The status of contemporary image-guided modalities in oncologic surgery

Abstract

Objective: To review the current trends in optical imaging to guide oncologic surgery.

Background: Surgical resection remains the cornerstone of therapy for patients with early stage solid malignancies and more than half of all patients with cancer undergo surgery each year. The technical ability of the surgeon to obtain clear surgical margins at the initial resection remains crucial to improve overall survival and long-term morbidity. Current resection techniques are largely based on subjective and subtle changes associated with tissue distortion by invasive cancer. As a result, positive surgical margins occur in a significant portion of tumor resections, which is directly correlated with a poor outcome.

Methods: A comprehensive review of studies evaluating optical imaging techniques is performed.

Results: A variety of cancer imaging techniques have been adapted or developed for intraoperative surgical guidance that have been shown to improve functional and oncologic outcomes in randomized clinical trials. There are also a large number of novel, cancer-specific contrast agents that are in early stage clinical trials and preclinical development that demonstrate significant promise to improve real-time detection of subclinical cancer in the operative setting.

Conclusions: There has been an explosion of intraoperative imaging techniques that will become more widespread in the next decade.

Figure 1. Sampling error in oncologic surgery

An unresected tongue cancer (upper left pane) requires circumferential mucosal margin assessment that would require almost 8 cm of healthy tissue to be sampled in order to confirm a negative margin (upper right). Once resected (lower left) the wound bed requires almost 40 samples of tissue within the three dimensional cavity (lower right). Geographic mapping of the sample location is complicated by the size and mobility of the defect.

Figure 2. Tissue interaction with light

(A) Light as it enters a medium such as tissue will be reflected and succumbs to scattering that limits penetration. Light can also be absorbed by molecules within the tissue (chromophores) or excite endogenous or exogenously administered molecules to emit light at a different wavelength. (B) Penetration of light through tissue is dependent on the absorptive properties of the tissue at various wavelengths. Near infrared (NIR) light has the best penetration through soft-tissue.

Figure 3. Autofluorescence has been adopted for screening and identification of margins in oral cavity cancer

Blue/violet light is applied to the mucosa surfaces (A) and areas of decreased autofluorescence correlate with inflamed or neoplastic changes (B).

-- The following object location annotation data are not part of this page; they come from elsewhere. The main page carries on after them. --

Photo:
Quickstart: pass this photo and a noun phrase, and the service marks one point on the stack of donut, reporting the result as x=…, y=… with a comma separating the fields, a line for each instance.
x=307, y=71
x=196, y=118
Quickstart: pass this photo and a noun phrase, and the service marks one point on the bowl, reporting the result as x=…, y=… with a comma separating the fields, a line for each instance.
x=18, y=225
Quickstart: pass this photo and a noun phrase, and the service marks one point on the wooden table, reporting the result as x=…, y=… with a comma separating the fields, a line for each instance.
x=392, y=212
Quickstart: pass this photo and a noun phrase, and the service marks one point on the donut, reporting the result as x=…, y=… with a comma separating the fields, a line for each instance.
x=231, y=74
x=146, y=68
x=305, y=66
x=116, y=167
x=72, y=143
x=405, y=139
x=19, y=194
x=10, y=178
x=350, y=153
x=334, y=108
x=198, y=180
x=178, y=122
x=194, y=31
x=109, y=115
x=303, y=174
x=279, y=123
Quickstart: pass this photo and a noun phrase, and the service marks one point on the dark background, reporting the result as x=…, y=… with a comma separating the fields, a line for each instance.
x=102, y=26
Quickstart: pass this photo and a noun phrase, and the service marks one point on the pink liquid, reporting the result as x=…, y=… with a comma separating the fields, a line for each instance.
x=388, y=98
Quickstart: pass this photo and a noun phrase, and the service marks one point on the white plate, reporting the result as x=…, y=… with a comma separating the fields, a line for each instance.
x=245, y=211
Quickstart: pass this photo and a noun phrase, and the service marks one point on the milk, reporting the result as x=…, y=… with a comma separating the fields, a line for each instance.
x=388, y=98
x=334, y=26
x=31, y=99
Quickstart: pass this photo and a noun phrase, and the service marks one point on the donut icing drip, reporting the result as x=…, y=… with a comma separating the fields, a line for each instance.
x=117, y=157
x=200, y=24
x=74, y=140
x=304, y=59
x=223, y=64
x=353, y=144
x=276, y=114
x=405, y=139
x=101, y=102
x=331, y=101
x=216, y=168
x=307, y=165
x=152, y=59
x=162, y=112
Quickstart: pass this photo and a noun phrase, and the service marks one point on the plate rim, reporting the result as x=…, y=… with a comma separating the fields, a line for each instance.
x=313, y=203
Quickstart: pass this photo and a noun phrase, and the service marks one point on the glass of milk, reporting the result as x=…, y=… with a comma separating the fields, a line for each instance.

Figure 4. Multi-modality imaging techniques adopted in the surgical suite

(a) Preoperative contrast-enhanced T1-weighted MR images show patchy/faint CE and (g) hyperintensity on FLAIR sequences. (b) The intratumoral area outside the region of maximum positron emission tomography (PET) tracer uptake verified by the intraoperative navigation system (c) appeared as whitish glioma tissue under the surgical microscope, (d) with no detectable PpIX fluorescence. (e) The corresponding histopathology reveals low-grade glioma tissue according to the WHO criteria in the H&E stain (f) with a low proliferation rate (MIB-1: <10%). (h) In contrast, the intratumoral area inside the region of maximum PET tracer uptake (i) showed similar glioma tissue appearance in the microscopic view, (j) but revealed strong PpIX fluorescence under violet-blue excitation light. (k) The corresponding histopathology reveals high-grade glioma tissue in accordance with an anaplastic focus according to the WHO criteria in the H&E stain (l) with a high proliferation rate (MIB-1: 32%). The final histopathological diagnosis revealed a focally anaplastic astrocytoma (WHO grade III) and the patient was treated with radiochemotherapy. The width of each histopathological image (e, f, k, l) was 300 micrometers (μm). Image and legend information was taken from Widhalm et al, PLoS ONE 2013.

Figure 5. Small fragments of tumor have tissue penetration of greater than 5 mm

Layers of skin were used to measure the penetration of a small tumor fragment (18 mm³). A mouse bearing a head and neck tumor was injected with cetuximab conjugated to a NIR dye (emission 705 nm) and then the skin and tumor fragments harvested and imaged by stereomicroscopy as above ex vivo. Three layers of skin alone (A, D) had minimal fluorescence. Tumor was clearly visualized alone (B, E) or with layers of overlying skin (C, F). Notice significant scattering associated with overlying tissue.

Figure 6. Intraoperative imaging of tumors using ICG

A) Intraoperative imaging of tongue cancer under white light using the OH5 surgical microscope (Leica). B) After systemic injection of 7 mg of indocyanine green the Leica FL800 microscope can differentiate tumor border. Untargeted indocyanine green accumulates within the tumor based on enhanced permeability and retention effect of cancer and the high blood flow in tumors, but is otherwise non-specific.